Dinosaur Developments

boston museum

Dinosaurs

Like many Bostonians a great deal of my time in that fair city was spent in the Museum of Science. It is a fine museum, well suited to children. They have some incredible lightening making machines, a bed of nails that you can try out yourself, and lots of dinosaurs.

And outside the front door they have a model of a T Rex, you can see it in the photo. This model T Rex was built and placed in 1972, and here lies a story. We might feel that this great beast has been part of our culture for many years, it was first described in 1905, but the first almost full skeleton was only found in 1990 in South Dakota.

Now if you look at the model you see an upstanding T Rex, but the model is not a good replica. These dinosaurs did not stand erect like that, they were much more laid back in their posture due to their size and a considerable tail.

Here below we see the reconstruction of Sue, the first almost complete skeleton brought to life in 1990 and mentioned above. Now Sue is well balanced, looks even more ferocious, and somewhat resembles a flightless bird. Just think how quickly science is developing!

Meet Sue

Meet Sue

Birds and chickens

So here I get to the meat on the bones. Birds seem to have evolved from dinosaurs, some dinosaurs even had feathers, and recently scientists have managed to create a chicken embryo with a dinosaur-like snout and palate, similar to that of small feathered dinosaurs like Velociraptor. The results are published in the journal Evolution. You can read the abstract here.

They did not hatch the embryo, but manipulated genes that deal with facial development in birds, until the beak started to look more like a dinosour or aligator mouth. See the photo below taken from the BBC article on this story.

From Beak to Snout

From Beak to Snout

This is an interesting line of research. I am not worried about a Jurassic Park scenario, but it does seem to open a world of opportunities , and I am not sure that all of them have been explored. I wonder how far it could go?

4 thoughts on “Dinosaur Developments

  1. Christopher Roberts

    That’s fascinating.
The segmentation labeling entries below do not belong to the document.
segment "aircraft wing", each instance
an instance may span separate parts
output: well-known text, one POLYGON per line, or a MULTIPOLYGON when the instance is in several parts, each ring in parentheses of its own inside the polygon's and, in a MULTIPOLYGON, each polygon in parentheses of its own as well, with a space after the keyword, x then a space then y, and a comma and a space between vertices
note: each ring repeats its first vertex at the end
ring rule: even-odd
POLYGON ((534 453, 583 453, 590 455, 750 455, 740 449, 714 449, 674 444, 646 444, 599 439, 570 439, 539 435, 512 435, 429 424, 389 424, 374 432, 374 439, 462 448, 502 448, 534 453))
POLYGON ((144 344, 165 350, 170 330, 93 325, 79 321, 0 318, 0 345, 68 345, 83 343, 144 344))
I didn’t know that we only found Sue in the 90s…
    It’s crazy to think that we are still in quite early stages of discovering the dinosaurs.

    I remember a while back news of a project trying to use elephants to grow a mammoth – and now this – growing a dinosaur! Well, a dinosaur chicken!

    This article has a great image of the dinosaur chicken evolution:
    http://yournewswire.com/dino-chicken-scientists-create-chickens-with-dinosaur-snouts/ – scroll down to just before the comments

  2. The bone discoveries also make you think about the art of reconstruction. How would you go about putting all those bones together? No wonder their have been competing shapes over the years. in the early days they put them all together with legs sticking out of the sides like crocodiles.

    • Christopher Roberts

      Ha ha! I suppose if you’ve got no tendons and tissue to help and the bones have been worn down, it must be hard to tell what goes where.
      We really need to find each type of dinosaur frozen in its historic state – like that frozen mammoth they found in Siberia.